In other words, it’s finally a good time to be in the FPGA business. Whereas before, the technology was isolated to the lower level, in part because of the programmatic complexity and limited use cases outside of storage and networking, new workload demands are driving new ideas for use. And while indeed, having Intel acquire a rival at an enormous sum and promise big things with that IP in the years to come is daunting, Dhulla says it has been remarkably good for Xilinx in that it brought a new wealth of attention to FPGAs and the future place in the datacenter.

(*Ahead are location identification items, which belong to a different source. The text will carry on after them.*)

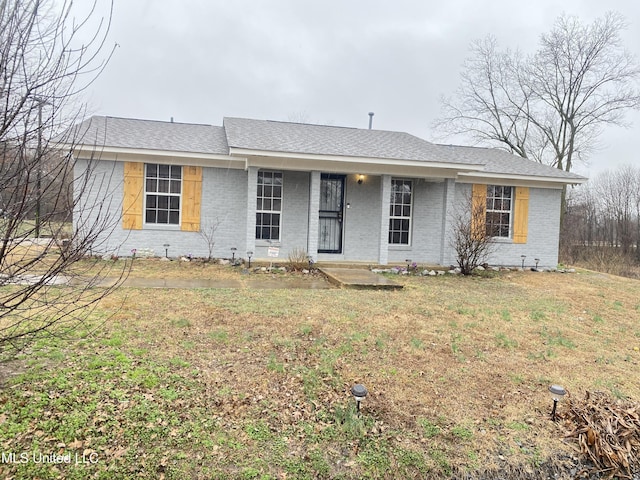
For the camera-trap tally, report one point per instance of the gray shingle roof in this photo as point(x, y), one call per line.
point(297, 138)
point(287, 137)
point(502, 162)
point(151, 135)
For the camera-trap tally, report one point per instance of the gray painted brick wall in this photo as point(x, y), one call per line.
point(225, 204)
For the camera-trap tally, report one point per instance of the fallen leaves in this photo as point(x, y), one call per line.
point(607, 431)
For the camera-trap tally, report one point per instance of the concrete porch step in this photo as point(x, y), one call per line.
point(358, 278)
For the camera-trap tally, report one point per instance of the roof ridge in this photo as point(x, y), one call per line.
point(286, 122)
point(154, 121)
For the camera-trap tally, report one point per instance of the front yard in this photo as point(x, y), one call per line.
point(248, 383)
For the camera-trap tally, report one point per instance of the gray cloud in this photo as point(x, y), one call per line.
point(334, 61)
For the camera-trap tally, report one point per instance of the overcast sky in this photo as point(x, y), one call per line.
point(328, 61)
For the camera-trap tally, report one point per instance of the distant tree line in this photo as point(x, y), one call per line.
point(603, 217)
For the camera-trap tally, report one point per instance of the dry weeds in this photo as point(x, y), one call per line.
point(457, 370)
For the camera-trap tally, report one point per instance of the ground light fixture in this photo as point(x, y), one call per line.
point(557, 394)
point(359, 392)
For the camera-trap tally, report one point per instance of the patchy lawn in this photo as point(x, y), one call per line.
point(255, 383)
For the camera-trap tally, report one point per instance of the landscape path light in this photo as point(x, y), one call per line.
point(359, 392)
point(557, 394)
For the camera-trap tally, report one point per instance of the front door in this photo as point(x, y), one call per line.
point(331, 205)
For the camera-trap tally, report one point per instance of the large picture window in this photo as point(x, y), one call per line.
point(499, 207)
point(163, 189)
point(269, 205)
point(400, 212)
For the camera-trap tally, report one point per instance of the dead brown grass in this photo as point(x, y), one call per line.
point(467, 354)
point(457, 368)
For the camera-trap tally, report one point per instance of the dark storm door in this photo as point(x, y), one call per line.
point(331, 205)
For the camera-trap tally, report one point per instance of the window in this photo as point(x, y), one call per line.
point(400, 212)
point(269, 205)
point(162, 188)
point(499, 203)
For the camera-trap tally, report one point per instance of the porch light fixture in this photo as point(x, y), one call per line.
point(557, 394)
point(359, 392)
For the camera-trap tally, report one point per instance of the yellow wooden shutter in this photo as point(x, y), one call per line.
point(478, 210)
point(521, 215)
point(191, 198)
point(132, 201)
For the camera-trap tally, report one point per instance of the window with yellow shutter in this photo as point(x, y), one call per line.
point(499, 208)
point(163, 190)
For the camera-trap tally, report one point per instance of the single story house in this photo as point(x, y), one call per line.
point(336, 193)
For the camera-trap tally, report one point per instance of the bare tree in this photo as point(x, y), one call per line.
point(208, 234)
point(48, 56)
point(469, 236)
point(550, 106)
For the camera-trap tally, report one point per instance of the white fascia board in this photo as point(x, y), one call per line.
point(310, 162)
point(158, 156)
point(518, 180)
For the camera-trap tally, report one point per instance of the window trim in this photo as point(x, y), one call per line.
point(271, 211)
point(401, 217)
point(511, 210)
point(156, 225)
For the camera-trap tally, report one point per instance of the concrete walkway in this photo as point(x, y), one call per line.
point(358, 278)
point(341, 277)
point(252, 283)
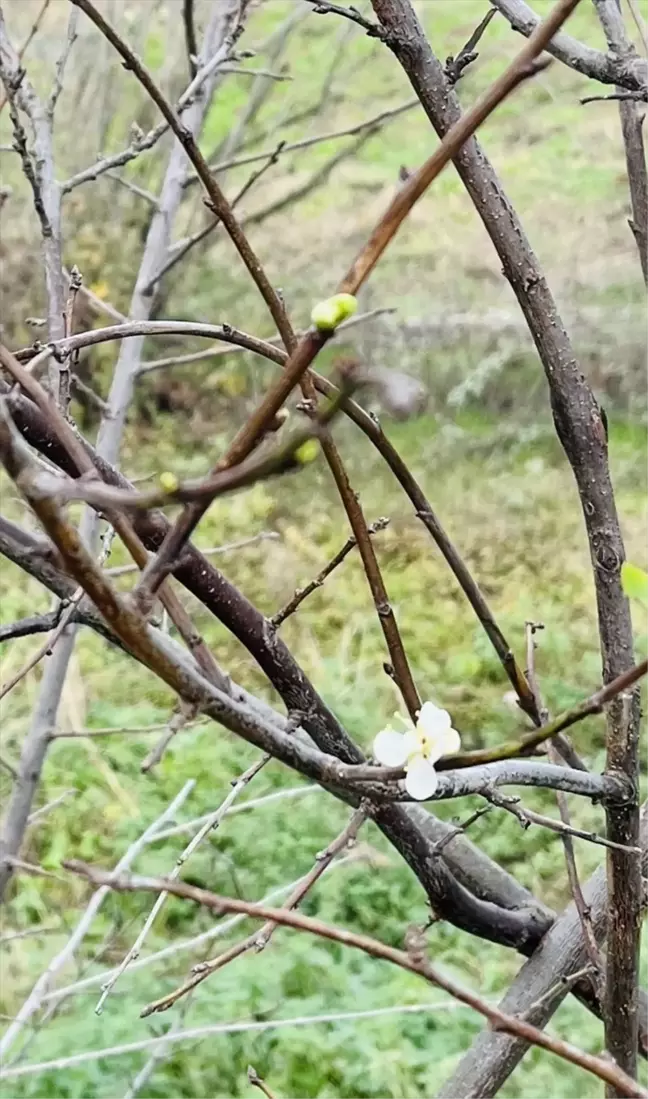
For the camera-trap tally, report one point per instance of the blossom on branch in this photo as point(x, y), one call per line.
point(419, 748)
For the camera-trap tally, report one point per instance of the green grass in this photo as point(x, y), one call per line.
point(501, 486)
point(515, 518)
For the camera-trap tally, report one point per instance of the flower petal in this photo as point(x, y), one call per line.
point(422, 779)
point(412, 742)
point(390, 748)
point(449, 742)
point(433, 721)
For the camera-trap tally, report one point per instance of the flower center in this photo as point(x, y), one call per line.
point(425, 743)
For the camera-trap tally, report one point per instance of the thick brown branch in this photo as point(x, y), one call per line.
point(413, 962)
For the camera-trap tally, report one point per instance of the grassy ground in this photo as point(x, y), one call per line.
point(500, 484)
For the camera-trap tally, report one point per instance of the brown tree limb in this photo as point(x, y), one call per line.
point(606, 68)
point(576, 413)
point(413, 962)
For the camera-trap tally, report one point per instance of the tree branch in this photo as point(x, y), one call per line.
point(606, 68)
point(414, 962)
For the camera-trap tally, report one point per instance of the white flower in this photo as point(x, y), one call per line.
point(419, 748)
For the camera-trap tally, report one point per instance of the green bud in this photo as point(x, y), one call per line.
point(327, 314)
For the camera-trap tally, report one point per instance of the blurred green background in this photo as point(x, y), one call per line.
point(483, 450)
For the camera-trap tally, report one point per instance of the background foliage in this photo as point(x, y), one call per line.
point(483, 448)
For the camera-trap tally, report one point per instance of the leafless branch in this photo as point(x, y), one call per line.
point(302, 594)
point(45, 981)
point(632, 118)
point(413, 963)
point(606, 68)
point(210, 825)
point(259, 940)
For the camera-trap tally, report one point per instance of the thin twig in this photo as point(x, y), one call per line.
point(43, 985)
point(258, 940)
point(302, 594)
point(190, 40)
point(210, 825)
point(256, 1081)
point(33, 31)
point(413, 963)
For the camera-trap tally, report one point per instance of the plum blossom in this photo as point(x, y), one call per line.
point(419, 748)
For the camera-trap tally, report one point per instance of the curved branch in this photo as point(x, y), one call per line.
point(629, 73)
point(414, 962)
point(224, 333)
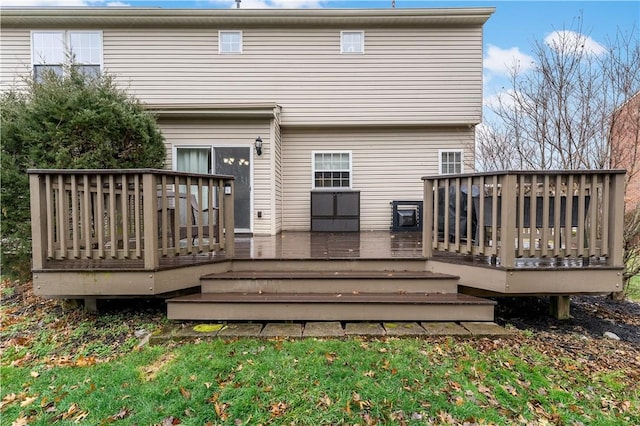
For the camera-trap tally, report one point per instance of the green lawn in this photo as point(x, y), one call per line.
point(317, 382)
point(634, 289)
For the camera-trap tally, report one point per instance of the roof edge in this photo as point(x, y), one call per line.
point(150, 17)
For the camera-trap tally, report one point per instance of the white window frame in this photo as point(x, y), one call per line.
point(313, 170)
point(220, 45)
point(67, 48)
point(450, 151)
point(342, 43)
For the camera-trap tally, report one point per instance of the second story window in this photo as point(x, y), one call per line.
point(450, 161)
point(352, 42)
point(50, 50)
point(230, 42)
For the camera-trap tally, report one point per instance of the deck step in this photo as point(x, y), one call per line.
point(309, 282)
point(330, 307)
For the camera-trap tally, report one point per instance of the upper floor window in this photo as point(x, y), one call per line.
point(352, 42)
point(230, 42)
point(450, 161)
point(50, 50)
point(332, 169)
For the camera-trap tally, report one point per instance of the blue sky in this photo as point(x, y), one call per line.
point(508, 34)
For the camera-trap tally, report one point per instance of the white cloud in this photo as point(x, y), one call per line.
point(32, 3)
point(503, 99)
point(571, 40)
point(505, 61)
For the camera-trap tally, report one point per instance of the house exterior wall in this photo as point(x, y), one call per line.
point(416, 89)
point(231, 133)
point(387, 165)
point(426, 73)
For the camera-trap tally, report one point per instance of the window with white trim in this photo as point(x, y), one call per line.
point(331, 170)
point(352, 42)
point(450, 161)
point(230, 42)
point(50, 50)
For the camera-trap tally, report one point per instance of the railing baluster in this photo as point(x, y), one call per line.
point(457, 214)
point(508, 221)
point(200, 219)
point(533, 219)
point(494, 217)
point(544, 244)
point(124, 202)
point(469, 214)
point(616, 221)
point(176, 214)
point(593, 218)
point(189, 216)
point(99, 216)
point(50, 217)
point(137, 208)
point(481, 217)
point(75, 227)
point(221, 217)
point(62, 222)
point(581, 215)
point(427, 229)
point(568, 229)
point(447, 201)
point(606, 194)
point(521, 196)
point(557, 203)
point(86, 216)
point(213, 237)
point(165, 217)
point(436, 208)
point(113, 237)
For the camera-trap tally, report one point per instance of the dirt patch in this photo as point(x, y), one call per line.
point(591, 316)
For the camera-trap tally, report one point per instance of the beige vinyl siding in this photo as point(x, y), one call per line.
point(387, 165)
point(418, 76)
point(276, 164)
point(230, 133)
point(15, 57)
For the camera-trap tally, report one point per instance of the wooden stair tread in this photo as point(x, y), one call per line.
point(372, 275)
point(377, 298)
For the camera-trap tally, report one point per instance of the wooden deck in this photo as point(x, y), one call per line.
point(380, 245)
point(119, 233)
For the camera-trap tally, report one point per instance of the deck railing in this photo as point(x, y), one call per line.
point(133, 215)
point(563, 218)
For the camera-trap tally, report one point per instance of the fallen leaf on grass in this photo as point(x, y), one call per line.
point(325, 402)
point(170, 421)
point(331, 357)
point(278, 409)
point(120, 415)
point(28, 401)
point(21, 421)
point(185, 393)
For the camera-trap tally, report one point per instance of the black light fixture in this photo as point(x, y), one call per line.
point(259, 145)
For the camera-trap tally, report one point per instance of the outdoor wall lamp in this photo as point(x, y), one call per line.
point(259, 145)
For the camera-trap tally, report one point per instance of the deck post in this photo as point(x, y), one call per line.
point(560, 307)
point(229, 222)
point(508, 221)
point(427, 220)
point(150, 218)
point(616, 221)
point(39, 243)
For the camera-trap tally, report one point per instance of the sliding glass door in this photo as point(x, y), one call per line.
point(221, 160)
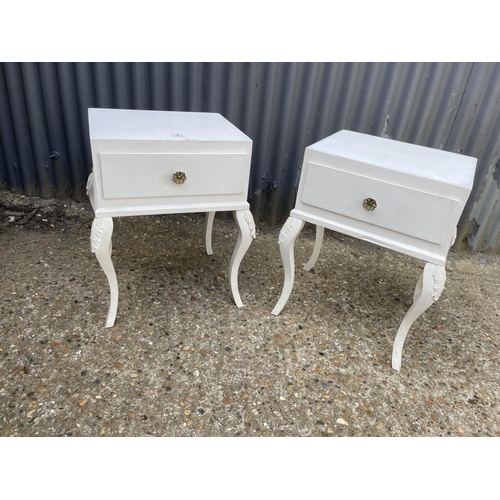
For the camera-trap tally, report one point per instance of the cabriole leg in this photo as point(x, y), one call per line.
point(428, 290)
point(246, 231)
point(209, 224)
point(100, 244)
point(320, 231)
point(288, 235)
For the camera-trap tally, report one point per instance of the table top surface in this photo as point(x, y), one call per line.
point(128, 124)
point(416, 160)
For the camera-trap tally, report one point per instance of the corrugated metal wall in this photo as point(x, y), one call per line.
point(283, 107)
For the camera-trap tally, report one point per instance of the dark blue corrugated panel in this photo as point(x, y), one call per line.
point(282, 107)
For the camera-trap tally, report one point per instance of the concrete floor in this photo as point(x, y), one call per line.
point(183, 360)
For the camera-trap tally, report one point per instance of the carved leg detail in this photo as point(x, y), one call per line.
point(427, 291)
point(100, 244)
point(288, 235)
point(246, 231)
point(320, 231)
point(209, 224)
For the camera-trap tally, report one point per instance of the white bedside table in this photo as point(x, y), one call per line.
point(163, 162)
point(400, 196)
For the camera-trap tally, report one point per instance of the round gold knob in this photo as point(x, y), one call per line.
point(369, 204)
point(179, 177)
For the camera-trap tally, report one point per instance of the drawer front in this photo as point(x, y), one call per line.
point(151, 175)
point(399, 208)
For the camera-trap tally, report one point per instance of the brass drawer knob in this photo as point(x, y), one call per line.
point(179, 177)
point(369, 204)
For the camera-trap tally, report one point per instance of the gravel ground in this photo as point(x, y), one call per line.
point(183, 360)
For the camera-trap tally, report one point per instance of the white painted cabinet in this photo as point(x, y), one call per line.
point(400, 196)
point(161, 162)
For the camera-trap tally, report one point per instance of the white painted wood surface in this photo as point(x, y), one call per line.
point(418, 193)
point(136, 157)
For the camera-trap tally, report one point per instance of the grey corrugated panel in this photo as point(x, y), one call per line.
point(282, 107)
point(9, 171)
point(477, 133)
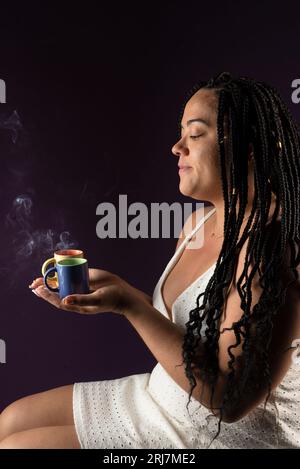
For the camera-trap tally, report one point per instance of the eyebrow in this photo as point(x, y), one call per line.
point(199, 119)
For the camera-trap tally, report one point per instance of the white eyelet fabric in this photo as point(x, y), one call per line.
point(149, 410)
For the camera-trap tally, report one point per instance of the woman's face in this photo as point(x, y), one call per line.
point(198, 148)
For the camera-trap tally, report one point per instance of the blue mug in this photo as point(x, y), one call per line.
point(73, 277)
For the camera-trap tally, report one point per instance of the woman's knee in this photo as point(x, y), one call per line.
point(47, 408)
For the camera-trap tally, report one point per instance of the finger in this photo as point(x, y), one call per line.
point(49, 296)
point(82, 309)
point(97, 276)
point(37, 282)
point(89, 299)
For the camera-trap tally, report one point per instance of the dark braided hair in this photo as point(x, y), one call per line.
point(257, 115)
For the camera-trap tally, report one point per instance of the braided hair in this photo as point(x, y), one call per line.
point(258, 116)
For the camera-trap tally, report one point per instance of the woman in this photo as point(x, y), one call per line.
point(230, 309)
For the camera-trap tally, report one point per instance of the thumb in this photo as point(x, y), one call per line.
point(89, 299)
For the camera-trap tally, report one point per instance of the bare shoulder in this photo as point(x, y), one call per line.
point(191, 222)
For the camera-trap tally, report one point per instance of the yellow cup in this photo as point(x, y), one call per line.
point(59, 256)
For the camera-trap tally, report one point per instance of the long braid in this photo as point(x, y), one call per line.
point(256, 114)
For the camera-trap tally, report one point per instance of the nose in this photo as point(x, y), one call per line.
point(179, 149)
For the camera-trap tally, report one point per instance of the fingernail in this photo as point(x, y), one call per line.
point(69, 301)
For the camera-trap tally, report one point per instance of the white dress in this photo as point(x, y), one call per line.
point(148, 410)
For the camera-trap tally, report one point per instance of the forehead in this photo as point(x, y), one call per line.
point(204, 103)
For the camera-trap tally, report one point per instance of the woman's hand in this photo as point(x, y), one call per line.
point(109, 293)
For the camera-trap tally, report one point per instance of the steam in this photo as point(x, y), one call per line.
point(29, 242)
point(11, 123)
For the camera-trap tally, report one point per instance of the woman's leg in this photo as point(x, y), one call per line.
point(45, 409)
point(61, 437)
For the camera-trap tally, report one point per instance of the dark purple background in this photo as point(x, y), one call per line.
point(98, 91)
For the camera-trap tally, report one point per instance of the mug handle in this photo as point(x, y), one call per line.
point(49, 271)
point(46, 263)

It will be interesting to see what, if any, traction FPGAs get in the supercomputing world. Here at SC15 this year, there are some sessions we’ll be reporting from and vendors like Ryft and others showcasing FPGA-laden boards to target specific workloads. The other “time will tell” note here is how a limited set of vendors on the FPGA and GPU side will weave a story around their respective performance, use cases, and most important, performance per watt for varied workloads. Over the next couple of years too, especially once Intel clarifies its path through the integrated FPGA woods, this will heat up—again, leaving few options technology and vendor-wise for what looks to be a vibrant future set of markets.
On that note too, the Intel acquisition brings a whole new set of skills to bear for Intel’s software and silicon-driven teams. But on the Xilnix side, there are also some changes that reflect, rather artfully, how they are seeing the market grow for compute as the future dominant source of FPGA revenue. Dhulla himself spent 15 years in the datacenter group at Intel working on the cloud and low-processing fronts and Xilinx’s public face on the technical marketing side is now Andrew Walsh, who spent a long career at GPU maker, Nvidia. While one might not have expected GPU and FPGA makers to square off just a few years ago, the point is, like Intel, Xilinx is beefing up its strategy for FPGA accelerated compute by pulling from around the accelerated computing industry in all of its forms. Its partnership now with the OpenPower Foundation is a big step for both IBM and Xilinx in that it sets the stage for how that processor ecosystem for accelerated computing will shake out. Interesting times, indeed.